For HVEC (H.265, x265,) the Xeons that are almost assuredly going to end up in the iMac Pro will have hardware level support for encoding and decoding. And if they do use Xeons based on the latest Core i-series, their "Turbo" speed when using a single core will likely be the same as the Turbo speed of the lower-end CPUs in the non-Pro iMac.
The fastest a "configure to order" Core i7-based iMac goes is a quad-core 3.6 GHz "base" speed, 4.2 GHz "Turbo." (That means that if it has been running on all cores so long that it hits heat maximums, it will run at 3.6 GHz. If it isn't at heat limits, and is only using one core, it will run at 4.2 GHz.)
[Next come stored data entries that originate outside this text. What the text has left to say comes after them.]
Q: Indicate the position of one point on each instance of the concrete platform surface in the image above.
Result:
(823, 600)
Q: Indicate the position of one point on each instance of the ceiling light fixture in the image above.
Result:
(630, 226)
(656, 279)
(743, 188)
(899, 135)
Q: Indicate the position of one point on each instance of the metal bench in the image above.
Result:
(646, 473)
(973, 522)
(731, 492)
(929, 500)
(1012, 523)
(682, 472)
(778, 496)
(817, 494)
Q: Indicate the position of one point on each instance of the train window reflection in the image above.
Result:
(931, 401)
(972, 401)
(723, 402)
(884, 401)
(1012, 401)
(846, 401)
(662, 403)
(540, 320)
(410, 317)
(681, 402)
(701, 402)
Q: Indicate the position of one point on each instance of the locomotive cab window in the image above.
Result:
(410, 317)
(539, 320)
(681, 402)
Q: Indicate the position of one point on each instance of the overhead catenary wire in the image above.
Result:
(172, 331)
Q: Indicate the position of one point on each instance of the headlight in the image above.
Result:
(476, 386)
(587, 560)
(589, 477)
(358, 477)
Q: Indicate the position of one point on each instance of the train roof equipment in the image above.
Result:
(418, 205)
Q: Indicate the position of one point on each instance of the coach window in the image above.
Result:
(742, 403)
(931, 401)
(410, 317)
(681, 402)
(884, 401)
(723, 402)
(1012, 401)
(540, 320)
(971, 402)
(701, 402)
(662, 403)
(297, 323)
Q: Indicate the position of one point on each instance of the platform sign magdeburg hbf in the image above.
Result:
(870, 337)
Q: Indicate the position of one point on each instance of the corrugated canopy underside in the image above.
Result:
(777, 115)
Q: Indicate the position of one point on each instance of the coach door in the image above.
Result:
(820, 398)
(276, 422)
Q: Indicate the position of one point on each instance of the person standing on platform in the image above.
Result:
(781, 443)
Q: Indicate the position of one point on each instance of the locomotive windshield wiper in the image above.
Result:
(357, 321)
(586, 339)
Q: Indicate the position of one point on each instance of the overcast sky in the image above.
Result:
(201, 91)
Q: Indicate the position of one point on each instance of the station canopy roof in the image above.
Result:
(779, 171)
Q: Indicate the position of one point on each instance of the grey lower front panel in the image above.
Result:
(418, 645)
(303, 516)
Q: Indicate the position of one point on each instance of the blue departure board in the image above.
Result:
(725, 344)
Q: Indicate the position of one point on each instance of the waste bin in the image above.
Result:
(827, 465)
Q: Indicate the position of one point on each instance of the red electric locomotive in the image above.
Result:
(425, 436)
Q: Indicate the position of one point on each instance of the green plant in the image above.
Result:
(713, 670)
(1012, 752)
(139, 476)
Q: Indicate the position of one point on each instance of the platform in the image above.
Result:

The iMac Pro's likely CPUs include the Xeon equivalent of the details-just-released
Core i9 7980XE: 2.6 Ghz "base" speed, 4.4 GHz Turbo. That means if heat limited using all 18 cores, it will run at 2.6 GHz. And the maximum Turbo, which on this CPU covers when *TWO* cores are active, is 4.4 GHz. So for one or two thread applications, it will be faster than the non-Pro iMac. For three or four thread applications, it would probably be about the same (we don't know the exact 3/4 turbo frequencies of the new CPU,) and for anything that can use more than four threads, the Pro would be far faster.
There's even an 8-core variant (Core i7-7820X) that is faster in both base speed and Turbo speed than the highest-end current iMac. So it would be faster in *ANY* workload, even before you consider that it has twice as many cores! That's probably going to be the "base" level processor. The likely 10-core version is the Core i9-7900X.
Again, Intel just released "Core i" CPUs that have specs that previously would have been declared "Xeon" - in all likelihood these are the exact same CPUs that Intel will use, just rebranded Xeon again.